Explaining what we found
To better contextualize our calculations, we introduced a few comparisons people might be more familiar with than kilowatt-hours and grams of carbon dioxide. In a few places, we took the amount of electricity estimated to be used by a model and calculated how long that electricity would be able to power a standard microwave, as well as how far it might take someone on an e-bike.
In the case of the e-bike, we assumed an efficiency of 25 watt-hours per mile, which falls in the range of frequently cited efficiencies for a pedal-assisted bike. For the microwave, we assumed an 800-watt model, which falls within the average range in the US.
We also introduced a comparison to contextualize greenhouse gas emissions: miles driven in a gas-powered car. For this, we used data from the US Environmental Protection Agency, which puts the weighted average fuel economy of vehicles in the US in 2022 at 393 grams of carbon dioxide equivalent per mile.
Predicting how much energy AI will use in the future
After measuring the energy demand of an individual query and the emissions it generated, it was time to estimate how all of this added up to national demand.
There are two ways to do this. In a bottom-up analysis, you estimate how many individual queries there are, calculate the energy demands of each, and add them up to determine the total. For a top-down look, you estimate how much energy all data centers are using by looking at larger trends.

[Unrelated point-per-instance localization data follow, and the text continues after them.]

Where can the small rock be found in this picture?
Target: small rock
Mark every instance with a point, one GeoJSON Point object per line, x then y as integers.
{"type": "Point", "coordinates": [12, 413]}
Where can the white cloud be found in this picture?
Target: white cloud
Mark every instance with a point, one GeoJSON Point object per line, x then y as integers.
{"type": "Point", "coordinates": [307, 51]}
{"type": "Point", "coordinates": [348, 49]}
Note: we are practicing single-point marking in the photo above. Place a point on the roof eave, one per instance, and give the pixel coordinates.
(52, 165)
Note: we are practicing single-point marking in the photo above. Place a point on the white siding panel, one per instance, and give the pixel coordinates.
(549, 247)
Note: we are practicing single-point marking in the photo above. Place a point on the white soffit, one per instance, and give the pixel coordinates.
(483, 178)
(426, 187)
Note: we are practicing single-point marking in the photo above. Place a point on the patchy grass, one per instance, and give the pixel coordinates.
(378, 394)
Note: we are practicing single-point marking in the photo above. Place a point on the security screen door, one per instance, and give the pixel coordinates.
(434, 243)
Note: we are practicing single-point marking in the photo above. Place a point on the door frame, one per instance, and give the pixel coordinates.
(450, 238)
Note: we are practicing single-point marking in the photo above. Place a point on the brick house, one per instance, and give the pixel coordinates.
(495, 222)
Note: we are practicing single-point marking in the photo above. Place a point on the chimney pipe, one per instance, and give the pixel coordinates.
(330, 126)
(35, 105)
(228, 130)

Bottom-up is particularly difficult, because, once again, closed-source companies do not share such information and declined to talk specifics with us. While we can make some educated guesses to give us a picture of what might be happening right now, looking into the future is perhaps better served by taking a top-down approach.
This data is scarce as well. The most important report was published in December by the Lawrence Berkeley National Laboratory, which is funded by the Department of Energy, and the report authors noted that it’s only the third such report released in the last 20 years. Academic climate and energy researchers we spoke with said it’s a major problem that AI is not considered its own economic sector for emissions measurements, and there aren’t rigorous reporting requirements. As a result, it’s difficult to track AI’s climate toll.
Still, we examined the report’s results, compared them with other findings and estimates, and consulted independent experts about the data. While much of the report was about data centers more broadly, we drew out data points that were specific to the future of AI.
Company goals
We wanted to contrast these figures with the amounts of energy that AI companies themselves say they need. To do so, we collected reports by leading tech and AI companies about their plans for energy and data center expansions, as well as the dollar amounts they promised to invest. Where possible, we fact-checked the promises made in these claims. (Meta and Microsoft’s pledges to use more nuclear power, for example, would indeed reduce the carbon emissions of the companies, but it will take years, if not decades, for these additional nuclear plants to come online.)
Requests to companies
We submitted requests to Microsoft, Google, and OpenAI to have data-driven conversations about their models’ energy demands for AI inference. None of the companies made executives or leadership available for on-the-record interviews about their energy usage.